Focus: One hour chunk?

You may have heard that the optimal time chunk for learning is roughly one hour, after which your attention "exponentially" drops, and you may have heard even more precise figures such as 55 minutes. The lowdown is that you waste your time if you try to do one task, that requires sharp attention, for > 1 hr.

But wait. Doesn't this sound like an urban legend? What are the odds that the human attention span exactly equals the time unit we chunk the day into? One hour? Really? Sounds fake.

The origin of the hour as the unit of the day is in the deep past, but one can speculate it it comes out of the duodecimal (base 12) number system that many ancient cultures used. Why base 12? Who knows, but hold your hand palm up and then fold and touch your fingers to your palm. You now have a counting machine - use your thumb to count on your joints and finger tips. Base 12 baby. Could be useful for commerce, counting your flock, etc. Base 12 also makes division easy - dividing by 2,3,4, and 6, all easy. Look at your counting machine again - easy to "chunk" things together in 2's, 3's, 4's, 8's, etc. But I digress.

So the hour is an unit of time defined by ancient number systems; it should have little correlation to human attention span. As it is a "reasonable" unit of time we teach classes for 1 hour. Some education researchers then find that 1 hr is an optimal attention span time. This "finding" conflicts with every single person who went to public school or attended a lecture - close attention for a full hour? Huh?

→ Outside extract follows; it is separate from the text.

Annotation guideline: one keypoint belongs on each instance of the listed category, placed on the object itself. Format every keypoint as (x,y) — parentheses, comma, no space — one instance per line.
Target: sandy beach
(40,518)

Apparently the FAA limits lectures to ~ 20 minutes in U.S. flight schools, as they have found that this is the time students can highly absorb information (HT: Philip Greenspun). This is inline with my personal experience - the first 1/3 of a lecture I can really absorb, then things get harder. This 20 minute claim also makes the 1 hr "attention window" make some more sense - if you take engineering you will learn that ~ 3 time constants are sufficient to have some fast ("exponential") decaying process go down to almost nothing (~ 5%). We can have lectures that last for 1 hr, and still get something out of it (not much, but something) - if this was not true we would have dumped the 1 hr lecture long ago. Essentially we are horribly wasting time and being inefficent, not to mention making people uncomfortable and the environment unpleasant, but not to the point that it becomes so blatantly bad that schools actually have to change.

Take away message:
- It seems that 20 minute chunks are ideal for high attention absorption tasks, and by the time you get to an hour you are at the point where it makes no sense to keep going (if high attention is required).
- Schools are both being ineffective in transferring information, and making children uncomfortable, by using 1 hr chunks - if they do not use additional tactics to take "natural" attention span into account. Essentially schools are training many students that learning is a negative experience. Make sure you don't accidentally do this to yourself by using standard "clock time" units instead of "head time" units in planning learning sessions in your schedule.
- The mismatch between "head time" and "clock time" is large enough to cause us problems, but not large enough to force changes in society. Keep this in mind in planning your schedule.

Questions to think about:
- What about "flow", when does this 20 minute rule no longer apply? (hint: think about the "direction" of flow...). In flow situations, what is a good time chunk? Is this completely idiosyncratic?
- How can you use this 20 minute rule to help you learn/engage in your work and life? Can you see any areas where you are trying to push longer, and thereby both waste time (due to inefficient absorption) and implicitly "train yourself" to dislike the task? There may be low hanging fruit here for increasing your efficiency and effectiveness, as well as increase your pleasure in a task (which goes a long way to being good at it).
- 20 minutes may be "optimal" in terms of being highly receptive, but this rule will be both an average and indicates the most receptive time frame. For yourself, and your given task, you may be able to go a bit longer, or must go a bit less. But 1 hr is likely the cutoff beyond which you are completely wasting time. Experiment - 4o minutes might be good for you/your task, etc. - with times between 20 minutes and 1 hr to see what works.
- Why 20 minutes? What are the mechanisms that make 20 minutes a natural unit of time for paying attention?